A MOS 6581 (SID), as used on the Commodore 64, was experimentally added to the FPGA during development but it was later removed due to the large amount of space it takes up (it is 4 times as big as an AY).
Chip Selection
Turbo Sound Next Control ($FFFD / 65533) controls the selected chip and enables and disables stereo channels per chip. Peripheral 3 Register ($08) controls the mapping of chip channels to stereo channels.

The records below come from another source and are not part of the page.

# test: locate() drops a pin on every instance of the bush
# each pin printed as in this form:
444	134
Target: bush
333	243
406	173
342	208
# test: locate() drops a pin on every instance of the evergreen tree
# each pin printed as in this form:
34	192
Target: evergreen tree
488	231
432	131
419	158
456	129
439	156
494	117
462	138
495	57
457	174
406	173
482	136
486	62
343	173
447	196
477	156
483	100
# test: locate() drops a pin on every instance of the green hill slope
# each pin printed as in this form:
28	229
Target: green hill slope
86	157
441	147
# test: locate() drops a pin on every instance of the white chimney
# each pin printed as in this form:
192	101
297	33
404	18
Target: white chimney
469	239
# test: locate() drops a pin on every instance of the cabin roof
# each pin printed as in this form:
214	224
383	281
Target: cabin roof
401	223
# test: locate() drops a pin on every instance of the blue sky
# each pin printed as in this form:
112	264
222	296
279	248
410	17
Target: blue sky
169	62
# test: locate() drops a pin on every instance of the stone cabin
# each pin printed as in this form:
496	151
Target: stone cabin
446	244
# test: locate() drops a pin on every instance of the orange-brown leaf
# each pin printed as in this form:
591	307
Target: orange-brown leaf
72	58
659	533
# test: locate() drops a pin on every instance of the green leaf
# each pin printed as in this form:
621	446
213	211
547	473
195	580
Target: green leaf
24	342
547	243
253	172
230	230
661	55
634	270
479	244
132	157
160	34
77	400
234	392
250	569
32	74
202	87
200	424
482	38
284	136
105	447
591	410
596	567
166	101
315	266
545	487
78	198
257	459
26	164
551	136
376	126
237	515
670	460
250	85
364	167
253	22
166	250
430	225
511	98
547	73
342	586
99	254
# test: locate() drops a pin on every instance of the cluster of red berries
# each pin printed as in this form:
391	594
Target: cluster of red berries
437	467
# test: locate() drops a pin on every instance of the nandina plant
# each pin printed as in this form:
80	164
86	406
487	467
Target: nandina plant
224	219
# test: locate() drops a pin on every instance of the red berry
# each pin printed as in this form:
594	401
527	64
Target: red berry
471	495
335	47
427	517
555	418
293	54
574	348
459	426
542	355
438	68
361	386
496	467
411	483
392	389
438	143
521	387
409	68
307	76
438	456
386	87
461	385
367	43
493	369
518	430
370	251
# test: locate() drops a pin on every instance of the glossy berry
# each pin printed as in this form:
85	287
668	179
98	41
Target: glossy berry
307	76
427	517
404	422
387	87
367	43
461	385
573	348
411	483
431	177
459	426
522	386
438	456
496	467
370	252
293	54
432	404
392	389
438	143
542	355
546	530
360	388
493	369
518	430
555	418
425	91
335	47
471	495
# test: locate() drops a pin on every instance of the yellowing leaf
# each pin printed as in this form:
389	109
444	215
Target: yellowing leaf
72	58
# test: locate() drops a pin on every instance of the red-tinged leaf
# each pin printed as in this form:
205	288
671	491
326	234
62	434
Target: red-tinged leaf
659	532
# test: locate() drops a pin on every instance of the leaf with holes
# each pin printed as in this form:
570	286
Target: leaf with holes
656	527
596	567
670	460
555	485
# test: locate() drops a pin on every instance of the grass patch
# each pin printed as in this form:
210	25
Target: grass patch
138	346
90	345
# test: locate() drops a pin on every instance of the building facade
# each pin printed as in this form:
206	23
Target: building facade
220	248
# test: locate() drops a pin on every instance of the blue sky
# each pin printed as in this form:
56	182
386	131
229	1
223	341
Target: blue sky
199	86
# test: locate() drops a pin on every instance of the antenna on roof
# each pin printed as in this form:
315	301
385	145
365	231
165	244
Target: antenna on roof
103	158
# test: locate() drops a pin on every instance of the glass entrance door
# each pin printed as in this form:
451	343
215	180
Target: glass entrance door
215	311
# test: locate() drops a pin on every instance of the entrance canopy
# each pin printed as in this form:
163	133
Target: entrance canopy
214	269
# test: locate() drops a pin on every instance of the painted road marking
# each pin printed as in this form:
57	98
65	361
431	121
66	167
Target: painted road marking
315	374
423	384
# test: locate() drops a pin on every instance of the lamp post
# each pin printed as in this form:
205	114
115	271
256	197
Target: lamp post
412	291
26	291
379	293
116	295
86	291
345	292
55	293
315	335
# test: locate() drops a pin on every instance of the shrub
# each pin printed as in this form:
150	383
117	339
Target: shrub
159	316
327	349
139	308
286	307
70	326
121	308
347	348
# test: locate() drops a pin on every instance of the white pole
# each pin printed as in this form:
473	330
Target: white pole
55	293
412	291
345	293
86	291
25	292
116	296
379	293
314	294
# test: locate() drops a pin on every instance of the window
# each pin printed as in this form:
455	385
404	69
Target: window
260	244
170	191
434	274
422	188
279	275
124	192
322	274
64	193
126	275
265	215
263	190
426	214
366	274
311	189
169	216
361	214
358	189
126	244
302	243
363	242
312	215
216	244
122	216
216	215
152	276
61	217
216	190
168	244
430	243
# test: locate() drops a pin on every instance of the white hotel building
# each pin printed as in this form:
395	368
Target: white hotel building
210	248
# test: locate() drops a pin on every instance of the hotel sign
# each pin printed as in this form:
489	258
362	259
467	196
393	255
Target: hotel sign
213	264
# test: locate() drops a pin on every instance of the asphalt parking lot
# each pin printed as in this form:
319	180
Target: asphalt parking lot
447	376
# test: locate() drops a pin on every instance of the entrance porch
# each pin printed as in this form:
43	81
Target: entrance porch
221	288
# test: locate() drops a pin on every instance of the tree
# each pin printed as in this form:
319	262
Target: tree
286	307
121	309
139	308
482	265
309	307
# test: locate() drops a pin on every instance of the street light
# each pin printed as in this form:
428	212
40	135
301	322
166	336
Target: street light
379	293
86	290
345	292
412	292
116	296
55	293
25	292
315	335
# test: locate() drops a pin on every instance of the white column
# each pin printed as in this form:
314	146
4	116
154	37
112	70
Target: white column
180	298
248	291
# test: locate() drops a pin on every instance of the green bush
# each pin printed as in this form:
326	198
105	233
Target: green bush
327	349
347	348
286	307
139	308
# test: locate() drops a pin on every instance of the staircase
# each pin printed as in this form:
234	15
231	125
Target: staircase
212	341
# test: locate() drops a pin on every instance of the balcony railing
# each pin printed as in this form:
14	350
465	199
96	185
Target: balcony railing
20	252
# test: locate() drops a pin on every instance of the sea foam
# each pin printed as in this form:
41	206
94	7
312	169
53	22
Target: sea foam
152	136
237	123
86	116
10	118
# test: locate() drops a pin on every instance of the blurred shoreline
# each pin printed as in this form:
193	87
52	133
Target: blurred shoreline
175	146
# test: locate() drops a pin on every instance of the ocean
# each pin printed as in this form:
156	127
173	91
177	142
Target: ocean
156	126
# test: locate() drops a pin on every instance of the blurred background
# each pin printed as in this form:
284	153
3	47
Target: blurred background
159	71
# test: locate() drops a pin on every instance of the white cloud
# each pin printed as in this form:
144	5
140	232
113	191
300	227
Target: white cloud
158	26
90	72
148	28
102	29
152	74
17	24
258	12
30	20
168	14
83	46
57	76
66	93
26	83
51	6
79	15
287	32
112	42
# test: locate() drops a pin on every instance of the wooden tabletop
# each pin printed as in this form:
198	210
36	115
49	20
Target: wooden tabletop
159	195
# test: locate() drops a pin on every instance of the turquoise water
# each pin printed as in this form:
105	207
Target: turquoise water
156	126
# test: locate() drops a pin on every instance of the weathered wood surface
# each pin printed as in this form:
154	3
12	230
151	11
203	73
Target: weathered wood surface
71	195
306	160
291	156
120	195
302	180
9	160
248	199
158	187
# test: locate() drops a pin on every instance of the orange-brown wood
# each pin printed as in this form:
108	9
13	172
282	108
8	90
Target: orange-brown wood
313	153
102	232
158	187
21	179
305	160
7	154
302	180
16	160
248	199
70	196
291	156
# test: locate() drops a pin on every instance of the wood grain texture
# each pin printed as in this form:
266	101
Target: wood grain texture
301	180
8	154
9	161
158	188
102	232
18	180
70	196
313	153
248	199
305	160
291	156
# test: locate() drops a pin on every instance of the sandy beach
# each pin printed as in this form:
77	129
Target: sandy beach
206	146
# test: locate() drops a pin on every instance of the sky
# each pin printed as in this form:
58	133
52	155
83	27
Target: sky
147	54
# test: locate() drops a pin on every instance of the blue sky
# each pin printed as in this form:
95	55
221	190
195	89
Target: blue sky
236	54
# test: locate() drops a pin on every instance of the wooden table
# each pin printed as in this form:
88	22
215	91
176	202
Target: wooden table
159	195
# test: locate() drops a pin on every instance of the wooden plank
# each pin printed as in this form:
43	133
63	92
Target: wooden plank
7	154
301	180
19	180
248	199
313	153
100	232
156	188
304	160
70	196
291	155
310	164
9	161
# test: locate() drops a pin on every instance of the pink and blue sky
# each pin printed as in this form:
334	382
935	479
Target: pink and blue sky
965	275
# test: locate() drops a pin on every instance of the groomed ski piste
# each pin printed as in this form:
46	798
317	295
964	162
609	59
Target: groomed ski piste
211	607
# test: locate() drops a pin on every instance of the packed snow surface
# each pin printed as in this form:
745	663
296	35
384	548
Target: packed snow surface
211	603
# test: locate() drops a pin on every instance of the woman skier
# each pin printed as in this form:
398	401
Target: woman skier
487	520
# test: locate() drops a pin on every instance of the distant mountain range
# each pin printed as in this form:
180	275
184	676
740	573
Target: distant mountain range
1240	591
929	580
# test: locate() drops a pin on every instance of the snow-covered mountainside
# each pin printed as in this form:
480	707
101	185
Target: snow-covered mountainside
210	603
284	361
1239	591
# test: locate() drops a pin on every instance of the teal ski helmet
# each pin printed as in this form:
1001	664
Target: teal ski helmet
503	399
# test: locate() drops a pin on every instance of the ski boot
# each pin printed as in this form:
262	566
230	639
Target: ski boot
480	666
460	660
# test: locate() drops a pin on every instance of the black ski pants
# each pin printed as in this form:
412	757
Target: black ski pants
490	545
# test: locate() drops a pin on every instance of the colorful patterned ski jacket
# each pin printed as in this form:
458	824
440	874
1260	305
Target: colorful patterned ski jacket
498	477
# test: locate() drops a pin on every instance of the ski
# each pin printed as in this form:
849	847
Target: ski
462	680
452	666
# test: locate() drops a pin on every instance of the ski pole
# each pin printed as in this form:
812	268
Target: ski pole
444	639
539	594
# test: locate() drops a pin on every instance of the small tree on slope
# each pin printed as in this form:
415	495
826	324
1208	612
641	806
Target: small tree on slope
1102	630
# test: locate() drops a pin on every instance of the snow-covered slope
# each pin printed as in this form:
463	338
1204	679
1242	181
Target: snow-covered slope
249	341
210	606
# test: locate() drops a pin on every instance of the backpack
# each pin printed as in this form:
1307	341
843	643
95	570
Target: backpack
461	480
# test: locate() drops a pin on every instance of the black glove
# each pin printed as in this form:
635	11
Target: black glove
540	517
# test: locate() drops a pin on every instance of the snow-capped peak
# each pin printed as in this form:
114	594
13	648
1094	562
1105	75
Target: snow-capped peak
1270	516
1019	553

Once a sound chip is selected, Turbo Sound Next Control ($FFFD / 65533) also selects the active register on that chip. Sound Chip Register Write ($BFFD / 49149) then allows it to be read or written.
AY-3-8912 layout
The 3 AY-3-8912 chips have the following register layout:
Register | Function |
---|---|
0 | Channel A Fine Tune |
1 | Channel A Coarse Tune (4 bits) |
2 | Channel B Fine Tune |
3 | Channel B Coarse Tune (4 bits) |
4 | Channel C Fine Tune |
5 | Channel C Coarse Tune (4 bits) |
6 | Noise Period (5 bits) |
7 | Tone enable flags. Bits 0-2 enable tone on channels A, B, C respectively, but are inverted - 0 is enabled. Bits 3-5 enable noise on A, B, C are are likewise inverted. |
8 | Channel A amplitude. Bits 0-3 set the fixed amplitude which is used if bit 4 is 0. If bit 4 is 1, the envelope generator is used instead, and bits 0-3 are ignored. |
9 | Channel B amplitude, same as above. |
10 | Channel C amplitude, same as above. |
11 | Envelope period fine. |
12 | Envelope period coarse. |
13 | Envelope shape. Bits 0-3 alter the behavior of the envelope generator:
Bit 0: "Hold"; If 1 the envelope generator performs one cycle then holds at the end value. If 0, it cycles continuously. Bit 1: "Alternate"; If 1 the envelope generator alters direction after each cycle. If 0, it resets after each cycle. If Hold is set, this instead chooses if the value held is the final value (0) or the initial value (1). Bit 2: "Attack"; if 1 the generator counts up. If 0 the generator counts down. Bit 3: "Continue"; if 0, the envelope generator performs one cycle then drops amplitude to 0 and stays there, overriding Hold. If 1, Hold is followed. |
AY I/O registers 14 and 15 are not implemented on the Next, so bit-banged software written to use RS-232 and AUX ports on the Amstrad Spectrum models is not supported. The Next has a separate high-speed hardware UART, which can be connected to the ESP8266-01 wifi module or a wired RS-232 cable. The UART is interfaced through the UART TX ($133B / 4923) and UART RX ($143B / 5179) ports.